Dropping a class better than getting an F

July 7, 2014 Latest Print Print

The summer semester is almost halfway over. This means students who may be struggling need to decide if it may be best to drop a class.

OCCC Registrar Alan Stringfellow said students have until 11:59 p.m. on Friday, July 11, to decide if they want to withdraw from any classes.

“They do not get a refund,” he said.

Stringfellow said students who withdraw from a course will receive a W on their transcript instead of a grade. The W indicates the class was not completed.

“A W will show up on their transcript at the point in which grades are posted,” he said. “Until then, an NR symbol is out there for grade not recorded.”

The registration office will be open until 5 p.m July 11. After that time, Stringfellow said, students will need to use MineOnline to withdraw. That option will be available until 11:59 p.m., he said.

Stringfellow said many factors go into making a decision about withdrawing from a course.

Stringfellow said each situation is different for each student.

“ … It really depends upon what’s happening in the student’s life,” he said. “Are they working,are they not? Are they a full-time student, are they not?
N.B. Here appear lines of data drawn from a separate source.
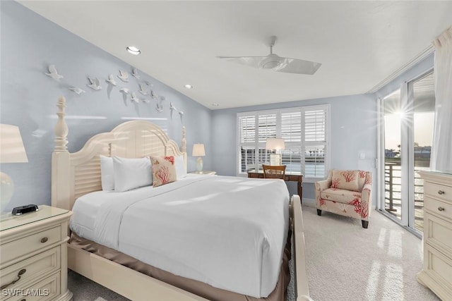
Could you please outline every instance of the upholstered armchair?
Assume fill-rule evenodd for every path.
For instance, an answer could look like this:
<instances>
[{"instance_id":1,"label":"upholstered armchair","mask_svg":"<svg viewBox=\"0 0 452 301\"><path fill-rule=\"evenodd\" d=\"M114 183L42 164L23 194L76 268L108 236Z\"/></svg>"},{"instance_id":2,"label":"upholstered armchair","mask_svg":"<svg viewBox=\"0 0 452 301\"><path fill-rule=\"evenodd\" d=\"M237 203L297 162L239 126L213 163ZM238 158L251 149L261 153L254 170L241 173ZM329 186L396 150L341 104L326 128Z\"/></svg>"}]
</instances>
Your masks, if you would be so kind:
<instances>
[{"instance_id":1,"label":"upholstered armchair","mask_svg":"<svg viewBox=\"0 0 452 301\"><path fill-rule=\"evenodd\" d=\"M359 219L369 226L372 174L364 171L332 169L326 180L316 182L317 214L322 210Z\"/></svg>"}]
</instances>

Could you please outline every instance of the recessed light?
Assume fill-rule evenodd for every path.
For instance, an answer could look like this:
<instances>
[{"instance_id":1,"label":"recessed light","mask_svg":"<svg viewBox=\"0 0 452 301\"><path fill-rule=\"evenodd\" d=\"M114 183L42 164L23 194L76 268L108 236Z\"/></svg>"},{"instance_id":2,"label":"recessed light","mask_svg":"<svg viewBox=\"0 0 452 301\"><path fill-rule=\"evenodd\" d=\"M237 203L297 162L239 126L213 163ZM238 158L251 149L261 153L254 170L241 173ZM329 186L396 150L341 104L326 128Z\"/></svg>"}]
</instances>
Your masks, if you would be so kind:
<instances>
[{"instance_id":1,"label":"recessed light","mask_svg":"<svg viewBox=\"0 0 452 301\"><path fill-rule=\"evenodd\" d=\"M135 46L128 46L126 47L126 49L127 49L129 54L133 54L134 56L138 56L141 53L140 49L136 48Z\"/></svg>"}]
</instances>

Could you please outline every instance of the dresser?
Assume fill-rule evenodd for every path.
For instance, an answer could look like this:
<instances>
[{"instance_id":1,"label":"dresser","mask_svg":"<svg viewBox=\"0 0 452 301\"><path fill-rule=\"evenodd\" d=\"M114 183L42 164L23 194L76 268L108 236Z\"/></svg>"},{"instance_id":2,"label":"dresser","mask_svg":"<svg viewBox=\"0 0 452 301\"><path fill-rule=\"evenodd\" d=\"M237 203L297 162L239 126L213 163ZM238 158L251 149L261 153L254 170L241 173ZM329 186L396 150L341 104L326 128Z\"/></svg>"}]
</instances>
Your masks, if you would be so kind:
<instances>
[{"instance_id":1,"label":"dresser","mask_svg":"<svg viewBox=\"0 0 452 301\"><path fill-rule=\"evenodd\" d=\"M0 300L70 300L68 223L72 212L40 205L20 216L0 216Z\"/></svg>"},{"instance_id":2,"label":"dresser","mask_svg":"<svg viewBox=\"0 0 452 301\"><path fill-rule=\"evenodd\" d=\"M452 175L420 171L424 179L424 262L417 281L452 300Z\"/></svg>"}]
</instances>

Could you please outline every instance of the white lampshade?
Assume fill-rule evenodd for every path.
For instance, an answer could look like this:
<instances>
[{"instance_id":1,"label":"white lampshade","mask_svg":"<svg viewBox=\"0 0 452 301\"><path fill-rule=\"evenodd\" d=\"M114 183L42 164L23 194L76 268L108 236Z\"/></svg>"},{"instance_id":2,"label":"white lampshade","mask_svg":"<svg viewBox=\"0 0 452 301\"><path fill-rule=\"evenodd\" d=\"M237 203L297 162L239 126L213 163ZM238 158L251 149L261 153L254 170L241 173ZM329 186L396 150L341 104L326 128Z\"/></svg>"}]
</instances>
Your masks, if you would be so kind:
<instances>
[{"instance_id":1,"label":"white lampshade","mask_svg":"<svg viewBox=\"0 0 452 301\"><path fill-rule=\"evenodd\" d=\"M28 162L19 128L0 124L0 163Z\"/></svg>"},{"instance_id":2,"label":"white lampshade","mask_svg":"<svg viewBox=\"0 0 452 301\"><path fill-rule=\"evenodd\" d=\"M267 138L267 142L266 143L266 149L284 149L285 146L284 145L284 139L282 138Z\"/></svg>"},{"instance_id":3,"label":"white lampshade","mask_svg":"<svg viewBox=\"0 0 452 301\"><path fill-rule=\"evenodd\" d=\"M0 163L28 162L19 128L0 124ZM0 213L3 212L14 192L9 176L0 172Z\"/></svg>"},{"instance_id":4,"label":"white lampshade","mask_svg":"<svg viewBox=\"0 0 452 301\"><path fill-rule=\"evenodd\" d=\"M206 156L206 151L204 150L204 145L197 143L193 145L193 152L191 153L193 156Z\"/></svg>"}]
</instances>

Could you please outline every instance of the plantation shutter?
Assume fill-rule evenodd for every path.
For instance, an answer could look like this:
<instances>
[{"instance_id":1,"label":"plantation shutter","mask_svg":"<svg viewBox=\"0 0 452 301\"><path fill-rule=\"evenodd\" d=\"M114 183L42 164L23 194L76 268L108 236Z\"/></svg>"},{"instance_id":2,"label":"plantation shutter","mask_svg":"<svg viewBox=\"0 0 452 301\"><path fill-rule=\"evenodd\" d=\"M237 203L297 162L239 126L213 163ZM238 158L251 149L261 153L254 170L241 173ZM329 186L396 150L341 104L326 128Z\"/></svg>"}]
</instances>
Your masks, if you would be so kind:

How will [the professor] work with them?

“In the event that [students] have outstanding course work, some [professors] may allow them to turn it in late, some of them may not, which would obviously impact their grade.”

Stringfellow said students receiving financial aid should be aware of what will happen to them should they drop, but also said students should not put themselves in a compromising position.

“I cannot think of a situation where a grade of F would be better than a W,” he said.

“Even if you look at it from a financial aid perspective, they’re both going to negatively impact… so I wouldn’t want a student to put themselves in a position where they are placed on probation or suspension.

“Go ahead and withdraw from the class.”

Stringfellow said students in that positiion should meet with a financial aid adviser.

He said students with questions and concerns also can meet with an academic adviser, but are not required to do so to withdraw from a class.

“If they have questions on how this might impact them in terms of successfully graduating, how is this going to put their graduation off, will this negatively affect them in terms of transferring to another institution — if those type of questions arise as a result of withdrawing … they may want to speak with an adviser prior to that.”

Stringfellow said the time for students to act is now.

He said any delay in withdrawing from a class could result in damaging a student’s academic success.

“If they know for a fact that they are not going to be able to complete the class, I would go ahead and take care of it now. Do it as soon as possible.

“There’s no need to wait until [July 11] if you know you’re going to withdraw or not get the grade that you want.”